Она уходила стремительно, и они оба смотрели ей вслед. Надо же было куда-то смотреть. А потом Мишка пошел за зеленкой: он знал, где у них аптечная полочка.
Мария Петровна звонила и звонила Кулачеву, но телефон его не отвечал. «Вот так!» – сказала она себе, но что значили эти слова, она вряд ли могла бы объяснить. Почему-то вспомнился муж, у которого было бесценное свойство быть рядом, когда нужен. Он бы все бросил и уже ехал бы… Он бы на перекладных… Буколическое время, когда ездили такси, добродушные леваки, когда можно было без страха остановить любой транспорт, вплоть до какого-нибудь специального. Сейчас же ей нужна машина, а значит, только Кулачев. У нее с собой просто нет таких денег, чтобы вступить в разговор с каким-нибудь машиновладельцем.
«Где же он? – думала она. – Где?»
Елена отупела от мыслей. Еще бы были разнообразные, а то – гонки по вертикальной стене, миг, и снова почти на том же месте мысли… «Надо ехать в Склиф… Надо ехать в Склиф…» Когда в дверях зазвякал ключ, было ощущение, что ехать уже никуда не надо, что она уже съездила и не нашла никого, так как даже спросить толком не знала, кого и как, съездила и вернулась, а теперь сидит, отупев от мыслей. Мысленные деяния взамен физических, как правило, куда травматичнее. Может, именно поэтому так многие минуют этот «этап мозгования»? Берегут себя? Зато полно вокруг неосмысленных дел и свершений, от которых одни гомункулюсы.
«Какой же он свежий!» – подумала о Кулачеве Елена.
– Я подумала о вас, что вы свежий, – сказала она вслух. – В сущности, определение о человеке двусмысленное. Не правда ли?
– Ну да, – засмеялся Кулачев, – это как-то больше о рыбе… Как почивали?
– Сколько я вам должна за продукты? – спросила Елена.
– О Господи! – воскликнул он. – Это моя плата за агрессию. Как вам не стыдно!
– Не стыдно! – ответила Елена, думая о том, что он сейчас назовет сумму, она, конечно, отдаст и останется ни с чем.
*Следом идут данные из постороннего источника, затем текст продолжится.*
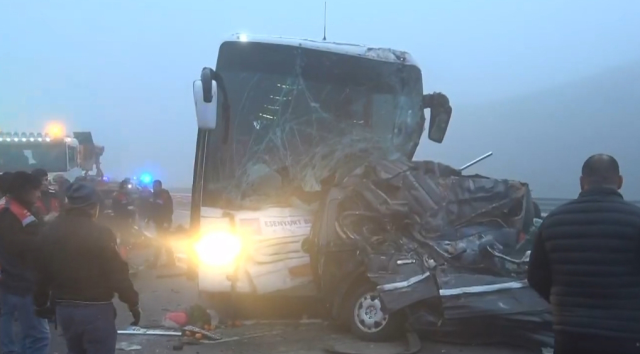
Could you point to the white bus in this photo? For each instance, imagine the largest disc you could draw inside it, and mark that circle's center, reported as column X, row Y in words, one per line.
column 277, row 119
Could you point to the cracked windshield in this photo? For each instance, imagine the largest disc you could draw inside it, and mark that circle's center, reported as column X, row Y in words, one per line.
column 340, row 177
column 297, row 114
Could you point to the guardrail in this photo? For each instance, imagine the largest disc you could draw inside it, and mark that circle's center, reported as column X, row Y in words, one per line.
column 548, row 204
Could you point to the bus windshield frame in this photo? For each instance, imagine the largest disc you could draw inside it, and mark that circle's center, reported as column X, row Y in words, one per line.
column 290, row 104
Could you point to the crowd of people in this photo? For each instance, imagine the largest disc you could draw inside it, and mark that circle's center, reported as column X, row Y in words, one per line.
column 585, row 262
column 45, row 234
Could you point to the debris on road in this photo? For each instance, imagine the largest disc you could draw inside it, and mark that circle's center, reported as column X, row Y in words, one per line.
column 134, row 330
column 126, row 346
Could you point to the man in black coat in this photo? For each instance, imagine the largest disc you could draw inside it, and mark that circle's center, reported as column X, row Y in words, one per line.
column 79, row 265
column 586, row 262
column 18, row 240
column 162, row 216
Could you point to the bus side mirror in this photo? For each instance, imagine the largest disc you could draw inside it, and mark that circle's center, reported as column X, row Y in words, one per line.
column 440, row 115
column 205, row 95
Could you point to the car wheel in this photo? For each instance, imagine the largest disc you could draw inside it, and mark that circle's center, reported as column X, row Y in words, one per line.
column 367, row 318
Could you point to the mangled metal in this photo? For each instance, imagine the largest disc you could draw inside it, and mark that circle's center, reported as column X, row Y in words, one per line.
column 451, row 248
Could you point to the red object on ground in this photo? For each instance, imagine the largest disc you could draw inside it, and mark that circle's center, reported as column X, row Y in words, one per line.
column 179, row 318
Продукты куплены дорогие, у нее на такой товар руки не поднимаются, у нее столько трат с чертовым обменом-переездом. Одним словом, ее охватила паника, а кто виноват, сама вылезла с идиотским вопросом.
А он как понял: протянул ключи и сказал мягко:
– Да ладно вам… Я не ахти что, но все-таки чуть лучше, чем вам кажется. Не наговаривайте маме лишнего. Я ее в обиду не дам… Собственно, будем считать, что познакомились…
– Скажите, – сказала вдруг Елена, – вы меня не отвезете в Склиф? Там лежит одна девочка из автокатастрофы.